Financial Aid Beyond the Traditional Degree: Can it Work?

Today, everyone from higher education leaders and practitioners, to employers, and, most importantly, students themselves is asking a critical question: How can higher education be more directly related to jobs students want? An answer in Washington, D.C. is to broaden our thinking of “higher education” to include shorter-term and more work-connected credentials in the landscape of programs where students can take their federal student aid.

But in order to ensure smooth and successful lifelong pathways for students, an expansion of federal recognition to new programs and providers will work best when students earn credentials that are portable and high-quality. By focusing on student outcomes – like completion, employment, equity, and value – programs and policies can ensure that short-term credentials further the Pell Grant program’s vital mission of advancing college access and connecting students to economic and social mobility.

The evolution of aid availability has the potential to fill a void, and in many ways is catching up to where many Americans are today.

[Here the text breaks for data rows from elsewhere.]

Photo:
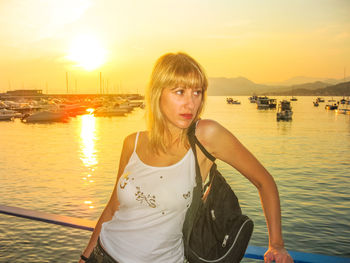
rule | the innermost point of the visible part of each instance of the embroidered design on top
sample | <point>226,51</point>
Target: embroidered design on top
<point>188,195</point>
<point>125,179</point>
<point>150,200</point>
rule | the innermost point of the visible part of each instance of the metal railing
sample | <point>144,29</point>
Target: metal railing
<point>253,252</point>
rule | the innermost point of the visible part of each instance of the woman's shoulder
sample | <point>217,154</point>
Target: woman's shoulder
<point>207,129</point>
<point>209,132</point>
<point>130,140</point>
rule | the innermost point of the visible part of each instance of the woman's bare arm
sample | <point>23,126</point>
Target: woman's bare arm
<point>113,203</point>
<point>222,144</point>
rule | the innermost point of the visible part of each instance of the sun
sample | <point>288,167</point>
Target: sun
<point>87,52</point>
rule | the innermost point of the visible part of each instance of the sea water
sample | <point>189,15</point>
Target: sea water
<point>70,169</point>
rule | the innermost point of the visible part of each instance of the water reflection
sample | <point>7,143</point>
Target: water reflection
<point>88,138</point>
<point>88,151</point>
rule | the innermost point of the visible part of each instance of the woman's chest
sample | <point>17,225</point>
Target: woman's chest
<point>167,188</point>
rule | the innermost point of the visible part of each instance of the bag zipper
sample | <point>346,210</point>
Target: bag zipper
<point>229,250</point>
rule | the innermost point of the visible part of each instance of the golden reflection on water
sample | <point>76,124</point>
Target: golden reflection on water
<point>87,145</point>
<point>88,138</point>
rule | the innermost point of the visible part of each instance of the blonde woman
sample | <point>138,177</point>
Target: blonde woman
<point>143,219</point>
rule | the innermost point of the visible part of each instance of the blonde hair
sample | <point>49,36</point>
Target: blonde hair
<point>170,70</point>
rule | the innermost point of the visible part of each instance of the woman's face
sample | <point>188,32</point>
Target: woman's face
<point>179,106</point>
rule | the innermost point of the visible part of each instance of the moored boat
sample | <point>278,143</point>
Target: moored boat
<point>331,106</point>
<point>266,103</point>
<point>7,115</point>
<point>45,116</point>
<point>284,110</point>
<point>232,101</point>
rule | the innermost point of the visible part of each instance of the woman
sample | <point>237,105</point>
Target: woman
<point>143,219</point>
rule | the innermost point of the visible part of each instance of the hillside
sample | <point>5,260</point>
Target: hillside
<point>243,86</point>
<point>341,89</point>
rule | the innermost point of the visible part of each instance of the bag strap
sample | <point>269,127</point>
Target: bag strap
<point>198,189</point>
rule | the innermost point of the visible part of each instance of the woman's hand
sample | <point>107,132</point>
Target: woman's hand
<point>279,255</point>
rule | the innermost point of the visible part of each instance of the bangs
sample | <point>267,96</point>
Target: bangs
<point>180,69</point>
<point>188,77</point>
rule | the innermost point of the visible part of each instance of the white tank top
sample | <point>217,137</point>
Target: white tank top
<point>153,204</point>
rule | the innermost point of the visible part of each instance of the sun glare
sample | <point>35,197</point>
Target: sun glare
<point>87,52</point>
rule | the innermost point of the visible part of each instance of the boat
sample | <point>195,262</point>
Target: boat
<point>8,115</point>
<point>284,111</point>
<point>253,99</point>
<point>232,101</point>
<point>342,111</point>
<point>331,106</point>
<point>45,116</point>
<point>110,111</point>
<point>266,103</point>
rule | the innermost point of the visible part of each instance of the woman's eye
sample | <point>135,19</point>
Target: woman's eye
<point>179,92</point>
<point>197,92</point>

Today’s students are accessing postsecondary learning in many formats. One in four Americans currently has a non-degree credential or certificate. New online and competency-based providers are working with a growing number of students and beginning to show promising results connecting them to new credentials in growing industries. Military service members and adult and part-time learners are looking to seamlessly transfer existing skills and knowledge to college credit and the workplace.

In turn, federal policymakers are actively looking to address this need. Late last year the Committee on Education and the Workforce in the U.S. House of Representatives introduced the PROSPER Act to renew the Higher Education Act, which included four key changes: the creation of a new apprenticeship grant program, allowing Pell Grants to be used at programs that are more than 300 hours (the current requirement is 600 hours), eliminate the direct tie to credit hours for competency-based programs, and allow up to 100 percent of programs to be supported by alternative providers. And, it is possible that short-term Pell grants may be included in a proposal of infrastructure reforms from the Trump Administration.

In general, an increased focus on non-traditional educational pathways to meaningful employment is welcome. Institutions of higher education and new providers of postsecondary education, such as learn-and-earn models, provide promising approaches to meeting the educational and skills needs of many of today’s students.

However, meeting the needs of today’s students not only requires serving them well while enrolled, but also providing a credential that is meaningful in the next steps of a student’s life, whether that means continued study or a job. Just as employees are no longer as likely to work for one company during their career, it is unlikely that a student will be “one-and-done” with a traditional undergraduate degree, attending only once between ages 18 and 22. Instead, lifelong learning and periodic upskilling is fast-becoming the norm. Thus, the need for portable and high-quality credentials that lead to positive education and career outcomes.